A Palestinian mother has won the right to join her son and daughter in Britain after arguing that refusal would breach her right to a family life.
A court heard she has been living alone in Egypt since January 2024, suffering post-traumatic stress and “survivor guilt” after 90 family members were killed in the Gaza war.
The woman, who has not lived with her now-adult children for 16 years, kept in touch regularly through WhatsApp and had visited them in the UK several times.
She used the European Convention on Human Rights (ECHR) after British Home Secretary Shabana Mahmood won a Court of Appeal judgment that ruled a Palestinian family who had used a scheme intended for Ukrainian refugees should not have been allowed to come to the UK. The family were allowed to stay but the decision meant people fleeing the war in Gaza were restricted from using legal refugee schemes to join their families in the UK. Ms Mahmood has proposed toughening the law to prevent any repeat.

In the latest case, a lower immigration tribunal said the decision by the Home Office would have “unjustifiably harsh consequences”. The Home Office appealed that decision but the ruling has now been backed by an upper tribunal. The panel heard there had been no legal error by the judge who considered the role of family in Palestinian and Gazan culture and that the woman had never lived alone until recently.
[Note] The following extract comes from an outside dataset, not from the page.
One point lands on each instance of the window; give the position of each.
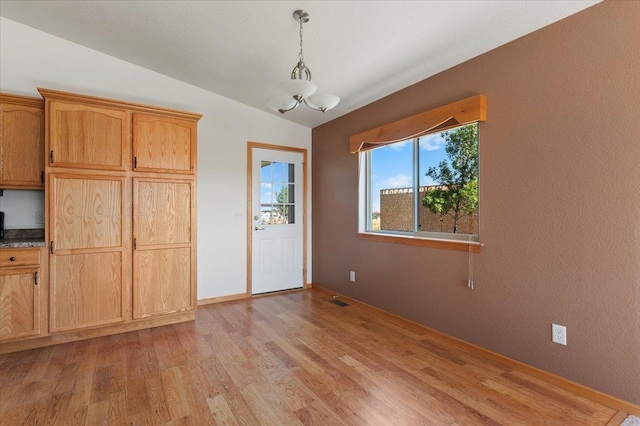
(419, 178)
(426, 186)
(277, 191)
Judge Therese Kamara concluded: “Evidence spoke of the expectation among Gazans that she would live with her daughter in the UK who was living in relative security and that it would be considered ‘unusual and improper’ for her to be living alone. Not doing so would be ‘viewed as the failure to honour the family and elicit censure and condemnation’.”
She said the current separation was an “emotional rupture” that had profound psychological implications.
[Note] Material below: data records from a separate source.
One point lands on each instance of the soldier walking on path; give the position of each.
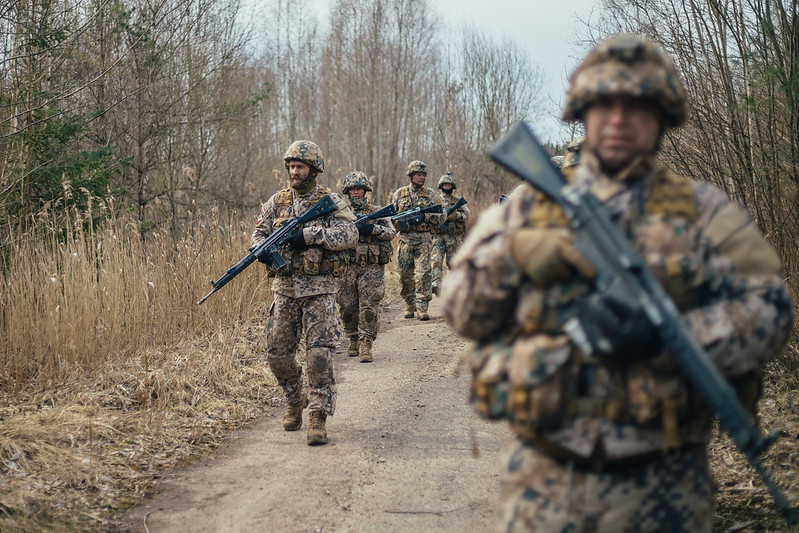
(415, 241)
(449, 235)
(614, 437)
(305, 290)
(364, 286)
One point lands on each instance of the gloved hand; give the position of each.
(297, 240)
(548, 256)
(616, 330)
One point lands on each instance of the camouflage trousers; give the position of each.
(413, 261)
(444, 247)
(673, 494)
(315, 317)
(359, 297)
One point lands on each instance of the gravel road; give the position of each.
(399, 456)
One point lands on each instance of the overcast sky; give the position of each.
(546, 29)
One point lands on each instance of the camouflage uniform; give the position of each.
(364, 286)
(615, 445)
(415, 240)
(445, 243)
(305, 294)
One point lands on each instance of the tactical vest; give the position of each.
(534, 377)
(406, 202)
(455, 227)
(370, 250)
(315, 260)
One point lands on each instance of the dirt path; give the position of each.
(399, 456)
A UK Home Office spokesman said: “We are disappointed in the court’s decision, and are now considering this judgment. More broadly, the government is overhauling the domestic application of Article 8 to reduce the number of spurious appeals, while protecting those genuinely in need.”
The tribunal verdict was lambasted by Chris Philp, the shadow home secretary, who called it an “insane decision” that would mean “immigrants here can bring in their parents to be cared for at taxpayers’ expense”. He claimed it “risks opening the floodgates” and called for the UK to leave the ECHR and abolish the immigration tribunal.